I blame the parents. It’s not test optional colleges, it’s not c19, it’s not holistic processes, it’s not any of the things being discussed. The reason more applicants end up with options that do not appeal to them is parents.
Parents are lauded when they do the research and buy homes in certain school districts to get their kids into the “good” public K-12 system. Parents are lauded when they get their kids into advanced classes in elementary, middle, and high school, including AP classes and such. Parents are lauded when they help their kids by signing up for test prep and multiple test opportunities.
However, when it comes time to do the research necessary to find college options that might appeal to the family, all of a sudden people want to say these parents are helpless.

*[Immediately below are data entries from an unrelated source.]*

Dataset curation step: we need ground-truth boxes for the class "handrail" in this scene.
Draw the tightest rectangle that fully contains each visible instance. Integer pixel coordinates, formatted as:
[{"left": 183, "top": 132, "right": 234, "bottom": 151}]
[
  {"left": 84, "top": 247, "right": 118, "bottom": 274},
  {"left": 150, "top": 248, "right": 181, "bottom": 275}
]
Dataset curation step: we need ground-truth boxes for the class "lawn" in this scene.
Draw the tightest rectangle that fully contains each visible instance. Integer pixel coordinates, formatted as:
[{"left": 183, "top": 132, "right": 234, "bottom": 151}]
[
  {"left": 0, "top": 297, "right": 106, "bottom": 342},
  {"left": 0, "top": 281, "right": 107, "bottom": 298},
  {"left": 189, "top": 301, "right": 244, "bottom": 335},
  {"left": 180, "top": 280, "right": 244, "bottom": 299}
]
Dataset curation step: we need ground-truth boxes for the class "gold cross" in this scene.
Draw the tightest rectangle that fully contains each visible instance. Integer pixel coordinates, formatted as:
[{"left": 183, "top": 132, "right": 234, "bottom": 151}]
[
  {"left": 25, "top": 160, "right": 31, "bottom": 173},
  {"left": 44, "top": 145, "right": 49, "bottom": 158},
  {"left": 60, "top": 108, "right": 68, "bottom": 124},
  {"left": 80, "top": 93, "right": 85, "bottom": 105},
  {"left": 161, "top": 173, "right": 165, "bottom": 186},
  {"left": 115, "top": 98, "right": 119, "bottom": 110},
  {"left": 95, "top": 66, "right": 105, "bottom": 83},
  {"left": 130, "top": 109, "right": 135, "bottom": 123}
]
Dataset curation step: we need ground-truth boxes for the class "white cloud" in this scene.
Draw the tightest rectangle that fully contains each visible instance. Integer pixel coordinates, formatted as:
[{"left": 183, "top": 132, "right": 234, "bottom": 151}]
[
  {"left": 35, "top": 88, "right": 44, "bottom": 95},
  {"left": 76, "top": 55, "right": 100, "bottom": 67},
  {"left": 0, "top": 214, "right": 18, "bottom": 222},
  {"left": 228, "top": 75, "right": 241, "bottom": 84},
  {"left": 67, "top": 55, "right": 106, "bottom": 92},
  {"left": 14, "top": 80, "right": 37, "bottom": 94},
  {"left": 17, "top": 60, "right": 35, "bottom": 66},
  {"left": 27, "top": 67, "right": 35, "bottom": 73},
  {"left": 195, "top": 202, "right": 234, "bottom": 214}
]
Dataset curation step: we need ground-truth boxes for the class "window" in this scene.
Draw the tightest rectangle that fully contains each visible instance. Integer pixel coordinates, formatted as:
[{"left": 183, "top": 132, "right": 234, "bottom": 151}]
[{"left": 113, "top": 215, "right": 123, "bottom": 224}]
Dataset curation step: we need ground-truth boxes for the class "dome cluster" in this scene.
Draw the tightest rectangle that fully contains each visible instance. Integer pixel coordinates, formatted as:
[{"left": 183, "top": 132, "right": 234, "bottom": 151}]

Let’s not conflate discrete groups of applicants. 70% of college bound HS seniors are going to attend an in-state public or a comparable OOS public - they are not part of this. 20% of students are aiming for slightly more selective universities - they are rarely a part of this. Maybe 10% are aiming for highly-selective colleges. This group, for the most part, includes students with parents accustomed to making all the right moves up to this point. I don’t accept that these parents are all of a sudden helpless in helping their students wind up in a great and appropriate univerisity well-suited for their child. I simply don’t.
This is not an issue that affects most families. In fact, it affects a very small minority of families. We do not need to figure out ways to change HS counseling simply to make sure one or two more students per school per year end up at T40s - at the expense, it is important to note, of students who might have been admitted but will now not be admitted - this is a zero sum game, and every time a student you deem as appropriate is admitted that means another student the university originally thought was appropriate is now not admitted because of standards YOU decided to implement. We do not need to remake the entire application process for hundreds or thousands of universities to ensure only the “right” students are admitted.
I think most of this hand-wringing and complaining is completely off target. It’s more venting, than a way to find a solution. And most of the solutions sound like ways to exclude certain students, instead of ways to help all appropriate applicants receive due consideration.